Inventory turnover ratio can improve with data analysis
When retailers look to improve operational efficiency one of the key performance indicators is inventory turnover ratio, or how many times in one year the total average inventory dollar amount is sold. While many factors affect inventory turnover ratio, one of the first places retailers look is the warehouse. An inefficient warehouse can negatively affect other areas of operation. If backroom workers can’t pull product quickly, order fulfillment will suffer. If retailers can’t determine where products are, stocking and offloading will be hindered. If warehouses are too big, merchants are wasting money. If they’re too small, retailers may run into out-of-stock issues.
So, where can savvy merchants look to begin improving warehouse operations to achieve a more efficient inventory turnover ratio? Data should be the first point addressed. Digital intelligence can significantly impact all other areas of the warehouse, with wrong, inaccurate or outdated information slowing down mission-critical tasks from being completed effectively. For example, inaccuracies regarding inventory numbers may result in warehouses ordering unneeded products from suppliers. This results in wasted floor space on top of spending extra capital on merchandise that may not end up being sold.

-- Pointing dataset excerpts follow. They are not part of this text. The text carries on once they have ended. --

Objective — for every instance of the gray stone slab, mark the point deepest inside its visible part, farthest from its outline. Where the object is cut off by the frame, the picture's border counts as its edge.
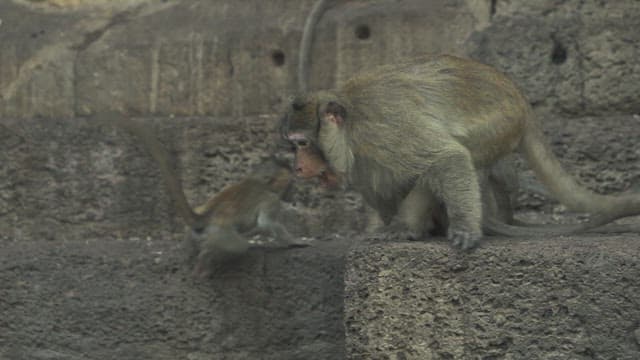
(555, 298)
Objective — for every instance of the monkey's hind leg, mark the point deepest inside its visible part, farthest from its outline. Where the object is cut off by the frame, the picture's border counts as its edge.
(268, 220)
(454, 181)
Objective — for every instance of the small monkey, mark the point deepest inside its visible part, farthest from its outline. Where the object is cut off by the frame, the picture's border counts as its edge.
(420, 130)
(221, 227)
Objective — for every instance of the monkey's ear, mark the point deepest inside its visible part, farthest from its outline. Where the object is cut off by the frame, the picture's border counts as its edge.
(335, 112)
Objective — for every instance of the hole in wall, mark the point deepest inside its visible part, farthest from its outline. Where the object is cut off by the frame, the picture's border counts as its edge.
(559, 53)
(492, 8)
(363, 32)
(277, 56)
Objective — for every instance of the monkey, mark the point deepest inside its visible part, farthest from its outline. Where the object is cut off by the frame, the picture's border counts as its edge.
(497, 192)
(222, 226)
(421, 129)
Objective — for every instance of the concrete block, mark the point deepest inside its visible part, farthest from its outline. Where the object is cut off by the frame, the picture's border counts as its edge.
(555, 298)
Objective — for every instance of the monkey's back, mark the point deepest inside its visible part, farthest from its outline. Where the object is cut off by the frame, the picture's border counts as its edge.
(436, 97)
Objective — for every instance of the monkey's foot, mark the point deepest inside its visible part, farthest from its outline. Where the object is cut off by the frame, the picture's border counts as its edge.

One of the reasons warehouse data ends up being wrong or inaccurate is because companies use a variety of different eCommerce solutions to track sales, orders and inventory management. If these various solutions don’t mesh well together, data mismatches are created. This is what results in the communication breakdown in the aforementioned example, when order fulfillment and inventory management systems don’t coordinate to reflect accurate inventory reports.
Creating clean product data can be a significant challenge, but retailers can achieve this goal by standardizing data as much as possible across channels. This results in fewer mismatches and other disasters that may occur somewhere along the way.
As is the case with any data type, warehouse data is imperative to the success of back-end operations. If merchants aim to improve their inventory turnover ratio, they need to set all of their different solutions in tandem to create clean and accurate data.